Ellis’s version of ABC to describe behavior was Activating Event, Belief, and Consequence. You open the fridge looking for OJ, find none (A), and feel crushed (C). Perhaps the belief that accounts for your feeling crushed was that your romantic partner doesn’t value you enough to leave you some juice. That might hurt, but would it crush you? Perhaps beneath that B is another B that nobody really loves you. That would be crushing. The hallmark of a useful speculation about a B, in my view, is that if you believed it, you’d also feel crushed (or you’d do whatever C you’re trying to explain). It’s only in cognitive-behavior therapy (CBT) that B’s are beliefs. Instead, B can just stand for “Between.” The idea of a Between honors the fact that we don’t all respond the same way to the same situations. Although ABCs unfold as such in life, in therapy the process usually goes C-A-B: some consequence is noted as interesting (an emotion, thought, or overt behavior); the therapist tracks down the activating event (if the C is something that happened in the session, the therapist has the advantage of closer access to the activating event); then the therapist works with the patient to understand the Between that connected the two.
The Between may be a thought or belief after all, but it may be self psychology’s organizing principle, system theory’s family pattern, behaviorism’s learning history, ego psychology’s unconscious conflict, and so on. I find verbal beliefs to be of limited use as Betweens; they are typically too generic (“I am unloved”) and convey too little information. Instead, a picture or a movie makes a better B. A picture might be the person’s image of himself as a pimply teen who just farted in class. This comes to him when he sees there’s no OJ, and he’s crushed. A movie might be a memory that plays in the background of his mom promising him a chocolate cake on his sixth birthday and then producing a box of cookies expecting him not to complain in front of his friends.
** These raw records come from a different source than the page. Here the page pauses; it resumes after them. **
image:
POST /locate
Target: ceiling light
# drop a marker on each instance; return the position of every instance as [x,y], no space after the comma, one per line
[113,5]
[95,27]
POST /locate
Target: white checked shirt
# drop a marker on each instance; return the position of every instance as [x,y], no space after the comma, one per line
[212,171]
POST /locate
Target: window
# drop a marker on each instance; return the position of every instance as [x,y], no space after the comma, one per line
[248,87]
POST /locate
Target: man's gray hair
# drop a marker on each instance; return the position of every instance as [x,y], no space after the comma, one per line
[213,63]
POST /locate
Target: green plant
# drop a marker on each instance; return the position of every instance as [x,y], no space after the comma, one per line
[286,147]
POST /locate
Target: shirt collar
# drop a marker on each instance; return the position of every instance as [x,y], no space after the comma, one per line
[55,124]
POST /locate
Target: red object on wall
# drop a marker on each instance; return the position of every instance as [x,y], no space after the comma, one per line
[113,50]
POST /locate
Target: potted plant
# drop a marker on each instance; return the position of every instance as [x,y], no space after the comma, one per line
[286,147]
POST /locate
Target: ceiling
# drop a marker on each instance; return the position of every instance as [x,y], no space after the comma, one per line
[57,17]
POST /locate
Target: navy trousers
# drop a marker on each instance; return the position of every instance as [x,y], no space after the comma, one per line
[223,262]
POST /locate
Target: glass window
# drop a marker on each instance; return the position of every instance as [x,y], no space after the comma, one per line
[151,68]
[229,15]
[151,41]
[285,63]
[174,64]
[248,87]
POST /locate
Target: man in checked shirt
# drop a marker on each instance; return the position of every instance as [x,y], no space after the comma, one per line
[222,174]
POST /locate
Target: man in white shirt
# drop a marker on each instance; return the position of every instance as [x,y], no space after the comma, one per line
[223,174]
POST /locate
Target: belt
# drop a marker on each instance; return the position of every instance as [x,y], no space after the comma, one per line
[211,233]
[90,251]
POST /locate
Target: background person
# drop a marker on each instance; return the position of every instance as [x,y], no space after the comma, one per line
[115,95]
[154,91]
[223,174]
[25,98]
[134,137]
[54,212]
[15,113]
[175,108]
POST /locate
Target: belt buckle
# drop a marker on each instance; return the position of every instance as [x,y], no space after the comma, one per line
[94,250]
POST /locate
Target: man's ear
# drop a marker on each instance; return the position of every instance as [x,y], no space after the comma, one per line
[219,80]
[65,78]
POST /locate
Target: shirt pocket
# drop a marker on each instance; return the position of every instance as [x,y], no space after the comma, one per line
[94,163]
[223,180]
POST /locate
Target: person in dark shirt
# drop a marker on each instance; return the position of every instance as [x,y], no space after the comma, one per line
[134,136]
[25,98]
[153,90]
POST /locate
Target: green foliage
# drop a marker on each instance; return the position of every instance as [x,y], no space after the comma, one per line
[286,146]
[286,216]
The movie might be an old memory, a dream, a fantasy, or an event from the recent past. If you want to work with Betweens, you need a therapeutic frame that facilitates his disclosure of the image or the movie.
Not all therapies are about Betweens. There are also A therapies and C therapies. An A therapy solves the patient’s problem by changing the situation directly, such as removing temptation or avoiding “triggers.” A C therapy addresses unwanted consequences directly, rather than changing the person so they won’t occur as often. Drugs, meditation, and distraction are typical C therapies. When someone says that golf is her therapy, she means that it relaxes her, a C therapy, not that golf illuminates her old patterns and changes them. The great advantage of a C therapy is that you don’t have to understand what’s going on to treat a symptom. Someone with a fear of flying has to get on a plane for some reason; give him a beta blocker and let him go back to his A approach (if avoiding plane flights is not that great a burden). The great disadvantage of C therapies is that, unlike medicine where the symptom is always the bad guy, the problematic consequence of anxiety or depression may be the only thing motivating the person to improve herself or her situation. Remove the anxiety or depression with pills and you remove the motivation to make things better. You can’t tell the kind of therapy from the theoretical orientation of the therapist. Some behaviorists are trying to change the person via exposure, typically a B therapy; some psychoanalysts drift into advice-giving, typically an A or C therapy.
Psychologically-minded therapy is about Betweens, changing the person and not just the situation or the problematic outcomes. I call this “psychotherapy,” reserving other terms for A and C therapies. This is the kind of therapy that works best and longest (Shedler, 2010), but not always quickest. Such a therapy must be organized around a frame that enhances the reproduction of problematic patterns in the therapist’s office, what behaviorists have recently taken to calling “clinically relevant behaviors,” and what psychoanalysts have long called “transference.” The reason for the explicit and implicit rules of therapy is to enhance and to take advantage of patients’ tendencies to screw up the therapy in the same way they screw up other things.